Put-Call Parity Calculator
Verify put-call parity for European options.
Enter call price, put price, strike, spot, risk-free rate, and expiry to check for arbitrage opportunities.
Put-Call Parity
Put-call parity is a fundamental relationship that must hold between European call and put prices on the same underlying asset, strike price, and expiration date. If it breaks, a risk-free arbitrage profit is theoretically possible.
The formula:
C + PV(K) = P + S
Rearranged:
C - P = S - PV(K)
Where PV(K) = K × e^(-r × T)
| Variable | Meaning |
|---|---|
| C | Call option price |
| P | Put option price |
| S | Current spot (stock) price |
| K | Strike price |
| r | Continuously compounded risk-free rate |
| T | Time to expiration (in years) |
| PV(K) | Present value of the strike price |
How to read the result:
If the two sides of the equation are equal, parity holds — the market is fairly priced. If they differ, arbitrage may be possible:
- Left side (C - P) > Right side (S - PV(K)): Call is overpriced relative to put — sell call, buy put, buy stock, borrow PV(K)

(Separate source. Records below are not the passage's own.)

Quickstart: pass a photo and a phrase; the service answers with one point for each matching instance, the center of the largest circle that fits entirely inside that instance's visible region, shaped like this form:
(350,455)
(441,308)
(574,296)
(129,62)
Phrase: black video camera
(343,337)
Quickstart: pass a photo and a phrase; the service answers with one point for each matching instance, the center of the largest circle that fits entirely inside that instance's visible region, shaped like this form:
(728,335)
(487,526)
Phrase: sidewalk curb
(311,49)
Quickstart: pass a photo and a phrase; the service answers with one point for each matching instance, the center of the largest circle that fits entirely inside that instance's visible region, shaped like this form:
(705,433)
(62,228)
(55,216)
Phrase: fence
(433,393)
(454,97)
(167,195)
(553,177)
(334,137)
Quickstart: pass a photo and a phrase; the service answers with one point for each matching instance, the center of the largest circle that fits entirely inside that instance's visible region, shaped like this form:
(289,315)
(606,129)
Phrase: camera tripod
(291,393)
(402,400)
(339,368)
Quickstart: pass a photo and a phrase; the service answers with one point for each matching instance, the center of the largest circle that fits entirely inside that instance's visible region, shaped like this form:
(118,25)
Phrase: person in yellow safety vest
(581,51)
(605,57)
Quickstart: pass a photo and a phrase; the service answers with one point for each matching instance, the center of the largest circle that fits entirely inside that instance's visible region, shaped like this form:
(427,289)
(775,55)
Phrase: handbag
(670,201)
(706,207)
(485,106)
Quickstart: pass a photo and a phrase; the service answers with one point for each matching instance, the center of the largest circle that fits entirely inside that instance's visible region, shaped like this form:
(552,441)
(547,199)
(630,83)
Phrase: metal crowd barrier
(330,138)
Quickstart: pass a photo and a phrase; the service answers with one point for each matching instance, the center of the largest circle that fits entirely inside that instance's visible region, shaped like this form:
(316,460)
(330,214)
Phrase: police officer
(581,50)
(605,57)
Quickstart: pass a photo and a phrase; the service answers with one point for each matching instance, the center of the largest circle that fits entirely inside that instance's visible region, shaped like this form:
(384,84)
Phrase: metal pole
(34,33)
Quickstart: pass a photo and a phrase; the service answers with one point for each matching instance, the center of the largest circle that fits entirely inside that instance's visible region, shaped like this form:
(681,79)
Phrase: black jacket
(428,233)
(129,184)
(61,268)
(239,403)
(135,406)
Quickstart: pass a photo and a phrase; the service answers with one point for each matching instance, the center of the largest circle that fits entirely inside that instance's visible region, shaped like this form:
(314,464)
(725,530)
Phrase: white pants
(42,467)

- Left side < Right side: Put is overpriced — buy call, sell put, short stock, lend PV(K)
Important limitations:
- Applies only to European options (not American options, which can be exercised early)

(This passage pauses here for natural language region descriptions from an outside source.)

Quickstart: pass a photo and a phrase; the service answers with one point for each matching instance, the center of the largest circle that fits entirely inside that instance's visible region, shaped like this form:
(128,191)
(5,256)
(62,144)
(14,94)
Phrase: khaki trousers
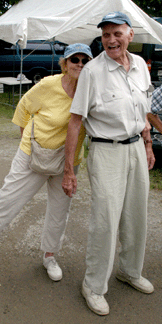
(120,185)
(20,185)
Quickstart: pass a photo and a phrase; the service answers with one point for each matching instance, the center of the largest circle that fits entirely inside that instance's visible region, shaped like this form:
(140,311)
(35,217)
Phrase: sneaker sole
(91,308)
(132,285)
(54,279)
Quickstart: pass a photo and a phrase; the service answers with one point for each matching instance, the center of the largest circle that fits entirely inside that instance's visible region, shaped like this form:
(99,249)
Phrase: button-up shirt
(156,104)
(112,101)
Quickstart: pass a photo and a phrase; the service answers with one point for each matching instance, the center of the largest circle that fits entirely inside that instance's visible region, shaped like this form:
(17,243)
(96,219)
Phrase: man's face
(115,40)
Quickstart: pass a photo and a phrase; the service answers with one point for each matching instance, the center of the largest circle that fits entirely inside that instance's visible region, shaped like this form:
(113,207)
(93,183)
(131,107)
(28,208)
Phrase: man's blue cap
(77,48)
(115,17)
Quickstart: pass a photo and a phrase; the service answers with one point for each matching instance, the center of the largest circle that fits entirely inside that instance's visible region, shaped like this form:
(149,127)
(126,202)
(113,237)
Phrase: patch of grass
(156,179)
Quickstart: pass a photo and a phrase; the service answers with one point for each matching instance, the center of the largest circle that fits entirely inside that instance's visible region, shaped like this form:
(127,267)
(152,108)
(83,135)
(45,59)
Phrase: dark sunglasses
(76,60)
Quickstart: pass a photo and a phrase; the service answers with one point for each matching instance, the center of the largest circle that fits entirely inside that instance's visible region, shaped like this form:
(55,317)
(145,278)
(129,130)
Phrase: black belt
(105,140)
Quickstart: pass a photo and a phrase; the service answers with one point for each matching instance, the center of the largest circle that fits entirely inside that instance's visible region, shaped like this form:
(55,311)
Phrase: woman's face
(74,65)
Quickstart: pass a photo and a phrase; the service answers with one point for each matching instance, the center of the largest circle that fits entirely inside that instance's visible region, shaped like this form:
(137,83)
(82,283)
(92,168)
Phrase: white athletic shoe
(53,269)
(97,303)
(140,284)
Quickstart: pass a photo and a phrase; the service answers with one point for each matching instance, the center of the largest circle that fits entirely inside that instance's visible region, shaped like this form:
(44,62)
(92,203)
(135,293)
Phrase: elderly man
(113,99)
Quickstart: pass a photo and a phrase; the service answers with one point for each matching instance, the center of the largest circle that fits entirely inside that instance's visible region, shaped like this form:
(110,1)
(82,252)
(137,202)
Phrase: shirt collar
(113,65)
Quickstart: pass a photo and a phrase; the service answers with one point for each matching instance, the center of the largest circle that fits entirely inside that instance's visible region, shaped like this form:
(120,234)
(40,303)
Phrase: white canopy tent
(72,21)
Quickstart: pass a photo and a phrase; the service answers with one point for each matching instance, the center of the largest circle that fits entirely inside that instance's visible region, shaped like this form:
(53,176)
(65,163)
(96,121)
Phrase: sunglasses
(76,60)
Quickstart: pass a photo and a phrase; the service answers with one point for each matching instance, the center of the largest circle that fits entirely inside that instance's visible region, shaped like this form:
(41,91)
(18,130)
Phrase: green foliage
(152,7)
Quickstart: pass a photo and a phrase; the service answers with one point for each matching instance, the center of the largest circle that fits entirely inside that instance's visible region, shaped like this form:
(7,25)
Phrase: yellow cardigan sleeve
(29,104)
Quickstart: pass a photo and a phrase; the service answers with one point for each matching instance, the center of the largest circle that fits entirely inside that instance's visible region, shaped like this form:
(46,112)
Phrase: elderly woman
(48,104)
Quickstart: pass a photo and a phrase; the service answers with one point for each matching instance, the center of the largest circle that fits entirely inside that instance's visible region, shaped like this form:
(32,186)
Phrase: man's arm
(148,145)
(155,121)
(69,183)
(21,131)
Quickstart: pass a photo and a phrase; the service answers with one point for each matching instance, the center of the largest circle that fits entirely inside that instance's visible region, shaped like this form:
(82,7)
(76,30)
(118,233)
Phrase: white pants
(120,185)
(20,185)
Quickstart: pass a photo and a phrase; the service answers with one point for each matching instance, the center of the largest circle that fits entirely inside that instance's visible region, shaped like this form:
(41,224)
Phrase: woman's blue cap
(77,48)
(115,17)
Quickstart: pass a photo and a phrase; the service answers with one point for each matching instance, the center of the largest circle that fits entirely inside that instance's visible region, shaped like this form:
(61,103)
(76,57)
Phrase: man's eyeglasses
(76,60)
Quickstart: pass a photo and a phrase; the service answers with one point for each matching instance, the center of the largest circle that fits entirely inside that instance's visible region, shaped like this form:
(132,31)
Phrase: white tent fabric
(72,21)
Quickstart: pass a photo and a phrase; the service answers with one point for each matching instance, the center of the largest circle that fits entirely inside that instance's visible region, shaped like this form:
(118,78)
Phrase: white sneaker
(97,303)
(140,284)
(53,269)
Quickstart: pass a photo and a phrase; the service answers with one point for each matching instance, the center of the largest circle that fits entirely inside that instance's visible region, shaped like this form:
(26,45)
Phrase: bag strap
(32,130)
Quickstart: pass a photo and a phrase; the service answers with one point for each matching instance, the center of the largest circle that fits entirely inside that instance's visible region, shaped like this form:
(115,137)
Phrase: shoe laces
(96,295)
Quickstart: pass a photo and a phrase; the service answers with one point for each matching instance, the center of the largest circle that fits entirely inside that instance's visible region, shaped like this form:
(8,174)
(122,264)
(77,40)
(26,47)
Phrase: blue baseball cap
(115,17)
(77,48)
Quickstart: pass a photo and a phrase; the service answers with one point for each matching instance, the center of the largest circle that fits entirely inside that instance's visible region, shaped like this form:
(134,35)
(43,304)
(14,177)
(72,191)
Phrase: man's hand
(69,184)
(148,145)
(150,155)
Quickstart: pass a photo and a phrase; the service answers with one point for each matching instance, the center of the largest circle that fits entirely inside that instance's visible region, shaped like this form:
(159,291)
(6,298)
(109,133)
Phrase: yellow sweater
(49,105)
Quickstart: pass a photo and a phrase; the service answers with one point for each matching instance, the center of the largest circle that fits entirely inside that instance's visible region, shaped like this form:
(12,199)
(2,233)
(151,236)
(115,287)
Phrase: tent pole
(53,54)
(21,65)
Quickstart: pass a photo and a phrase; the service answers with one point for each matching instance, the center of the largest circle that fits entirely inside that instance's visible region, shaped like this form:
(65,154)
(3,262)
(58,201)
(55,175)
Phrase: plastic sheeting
(72,21)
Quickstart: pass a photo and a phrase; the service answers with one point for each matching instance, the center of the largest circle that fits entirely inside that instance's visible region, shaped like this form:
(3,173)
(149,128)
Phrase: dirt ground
(28,296)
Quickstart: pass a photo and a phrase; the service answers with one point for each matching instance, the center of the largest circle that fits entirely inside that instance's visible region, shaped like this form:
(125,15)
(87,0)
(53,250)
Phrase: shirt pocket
(112,102)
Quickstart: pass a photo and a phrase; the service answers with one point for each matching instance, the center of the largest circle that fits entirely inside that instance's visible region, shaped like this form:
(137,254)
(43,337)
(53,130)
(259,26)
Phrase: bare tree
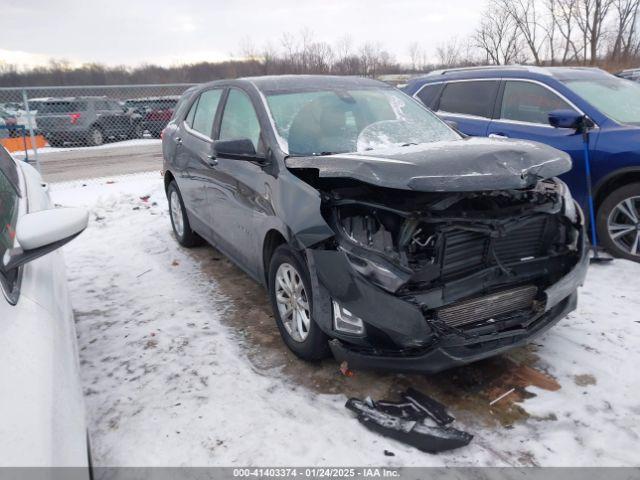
(590,17)
(625,43)
(449,54)
(415,53)
(498,36)
(527,21)
(563,15)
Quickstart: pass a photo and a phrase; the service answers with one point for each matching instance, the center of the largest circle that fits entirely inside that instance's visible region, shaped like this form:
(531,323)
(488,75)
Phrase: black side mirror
(567,119)
(240,149)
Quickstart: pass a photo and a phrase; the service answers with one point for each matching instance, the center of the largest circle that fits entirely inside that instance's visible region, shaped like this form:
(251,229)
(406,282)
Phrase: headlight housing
(570,207)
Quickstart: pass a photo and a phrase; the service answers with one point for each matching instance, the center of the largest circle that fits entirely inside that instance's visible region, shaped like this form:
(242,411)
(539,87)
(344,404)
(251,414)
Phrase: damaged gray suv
(382,235)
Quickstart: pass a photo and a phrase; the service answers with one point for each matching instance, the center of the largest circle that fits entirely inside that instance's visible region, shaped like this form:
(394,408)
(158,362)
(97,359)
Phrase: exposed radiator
(489,306)
(467,251)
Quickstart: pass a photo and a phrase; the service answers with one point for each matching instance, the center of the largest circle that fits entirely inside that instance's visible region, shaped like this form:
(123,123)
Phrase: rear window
(429,94)
(469,98)
(62,107)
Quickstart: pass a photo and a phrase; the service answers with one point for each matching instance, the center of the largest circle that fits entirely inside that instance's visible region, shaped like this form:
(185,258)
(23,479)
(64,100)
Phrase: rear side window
(240,119)
(8,213)
(469,98)
(203,112)
(530,102)
(61,107)
(429,94)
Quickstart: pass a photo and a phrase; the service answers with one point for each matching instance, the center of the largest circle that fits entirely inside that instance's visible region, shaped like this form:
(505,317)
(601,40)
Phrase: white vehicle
(42,418)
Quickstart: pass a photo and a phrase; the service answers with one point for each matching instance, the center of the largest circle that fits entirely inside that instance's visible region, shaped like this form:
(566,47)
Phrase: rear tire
(137,131)
(298,329)
(179,219)
(618,222)
(95,137)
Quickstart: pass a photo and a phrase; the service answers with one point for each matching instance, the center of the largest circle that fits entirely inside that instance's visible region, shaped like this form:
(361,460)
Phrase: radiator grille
(488,306)
(522,242)
(465,251)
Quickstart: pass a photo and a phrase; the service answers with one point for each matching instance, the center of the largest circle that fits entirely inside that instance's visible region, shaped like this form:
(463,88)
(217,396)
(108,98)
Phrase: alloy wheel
(623,225)
(293,302)
(176,213)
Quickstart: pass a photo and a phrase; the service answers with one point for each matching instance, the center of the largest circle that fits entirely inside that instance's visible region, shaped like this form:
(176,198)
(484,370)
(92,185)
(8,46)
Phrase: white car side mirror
(43,232)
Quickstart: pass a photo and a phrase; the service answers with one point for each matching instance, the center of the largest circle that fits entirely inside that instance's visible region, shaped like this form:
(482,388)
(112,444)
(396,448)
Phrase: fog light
(345,321)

- Real markets have transaction costs, bid-ask spreads, and short-selling constraints that often prevent pure arbitrage
- Dividends affect parity — the formula above assumes no dividends
- With dividends: C - P = S - PV(K) - PV(Dividends)
Why it matters: Put-call parity is used to synthetically create options positions, price options relatively, and detect mispricings across related contracts.